Uno de los elementos más perceptibles es la indiferencia; donde numerosos ciudadanos, en particular los jóvenes, expresan indiferencia hacia los procesos electorales, llegando a no votar incluso cuando se refiere a puestos cruciales para el rumbo de la nación. Esta inapetencia no se debe a la falta de conocimiento o al desinterés por los temas públicos en general, sino más bien en gran parte a la decepción en sí misma.
Los políticos han dejado de ser considerados un instrumento de cambio y se han convertido en detentadores de privilegios, corrupción y promesas no cumplidas, de cuestiones tan simples como hacernos la vida diaria más fácil y ágil.
¿Por qué debemos votar, si nada parece cambiar?
A este desencanto se suma la falta de propuestas innovadoras por parte de los partidos políticos tradicionales, donde en muchas campañas electorales, los discursos se repiten, los candidatos parecen réplicas unos de otros y los programas no logran conectar con las preocupaciones reales de la ciudadanía.

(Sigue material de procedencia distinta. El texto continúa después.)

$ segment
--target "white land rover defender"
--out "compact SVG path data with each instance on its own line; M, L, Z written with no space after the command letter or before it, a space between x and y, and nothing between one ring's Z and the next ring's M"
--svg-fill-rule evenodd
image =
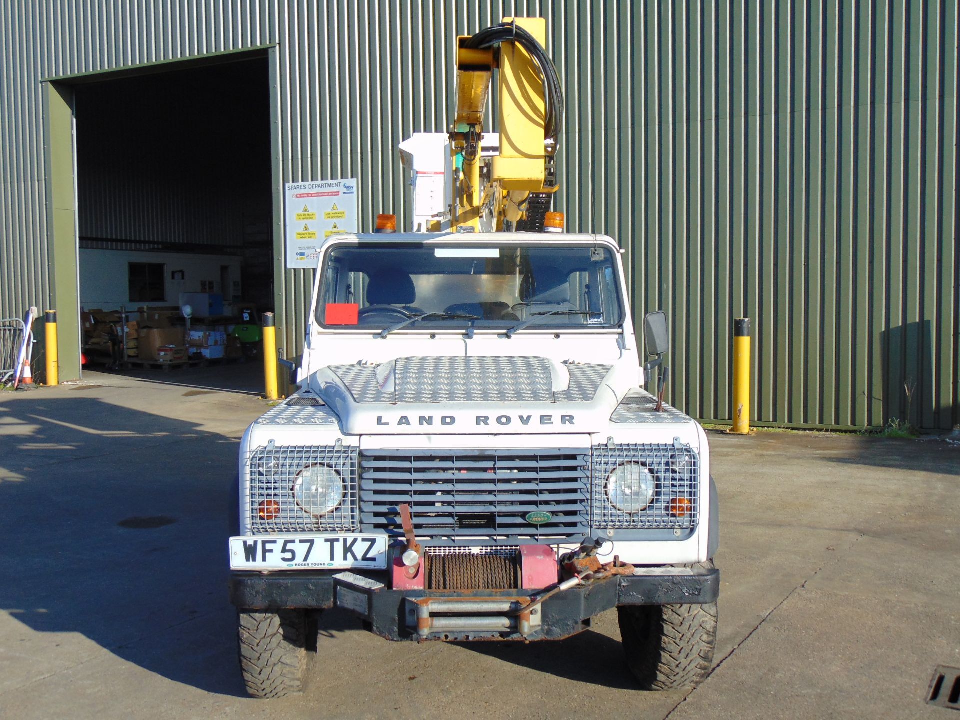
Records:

En las últimas décadas, la política en Argentina se ha vuelto predecible, desprovista de ideas nuevas o de líderes que inspiren confianza y renovación.
En este contexto, gran parte del electorado se siente desmotivado, incluso traicionado, con las consignas vacías y las promesas imposibles que solo parecen alimentar el cinismo y el alejamiento.
Sin embargo, más allá del contexto político, existen elementos sociales y económicos que también justifican la reducida participación. En períodos de crisis económica, cuando numerosas familias batallan para alcanzar el final del mes (o una quincena), las prioridades se transforman: la inflación, un paro, las deudas y la angustiante incertidumbre financiera sitúan a la clase política electoral en una posición secundaria.
La cuestión se hace instantánea para muchos vecinos: ¿qué relevancia tiene votar si no hay alimentos en mi heladera, o no puedo pagar la tarjeta o no llego al alquiler?
Cuando la urgencia prevalece, el sufragio parece un lujo lejano o un proceso sin repercusiones en la vida de los ciudadanos de a pie.
Asimismo, el voto ha perdido su carácter de herramienta transformadora para muchos sectores populares. En barrios donde la pobreza estructural es la norma, la política solo aparece en épocas de campaña. Fuera de ese período, el abandono estatal es evidente en varios distritos. (Esto genera una percepción, muchas veces justificada, de que el sistema solo funciona para algunos, mientras la mayoría queda fuera).
Por ende, esta exclusión simbólica y material alimenta la indiferencia: y se suele escuchar en la calle que “votar no cambia nada, porque nadie nos representa”.
Otra cuestión clave es la creciente personalización de la política. En lugar de construir proyectos colectivos, los partidos vienen girando en torno a figuras individuales, y la discusión política se convierte en una pelea de egos, donde los intereses de la población quedan bastante relegados. (Dificultando la identificación ideológica con las propuestas y reforzando la percepción de que la política es un espectáculo, no un espacio de transformación social).
Ante esto, muchos optan por el silencio con su ausentismo, antes que participar de una “farsa” y puesta en escena.
Además, en un mundo hiperconectado, donde la información circula sin filtros y a velocidades vertiginosas, la confianza en las instituciones se ve erosionada. Las noticias falsas, los escándalos constantes y la polarización extrema crean un clima de desconfianza generalizada. Todo se percibe como un juego sucio, y votar, como una pérdida de tiempo. En lugar de motivar la participación, la información constante puede terminar paralizando o incluso desinformando al ciudadano.
Ante esta situación, nos podemos cuestionar y pensar cómo recuperar la fe en el sistema y en los políticos de turno…
Ahora, la solución no es fácil, pero indudablemente implica una transformación significativa en la manera de realizar política, siendo que será imprescindible que los partidos dejen de lado el marketing vacío y retomen la conexión con las verdaderas necesidades de las personas.
¿Es necesario un cambio generacional, ético y programático? Seguramente que sí, pero también que sitúe a la ciudadanía en el núcleo. Asimismo, resulta crucial fortalecer la educación en civismo desde la infancia, para que el acto de votar retome su valor tanto simbólico como práctico.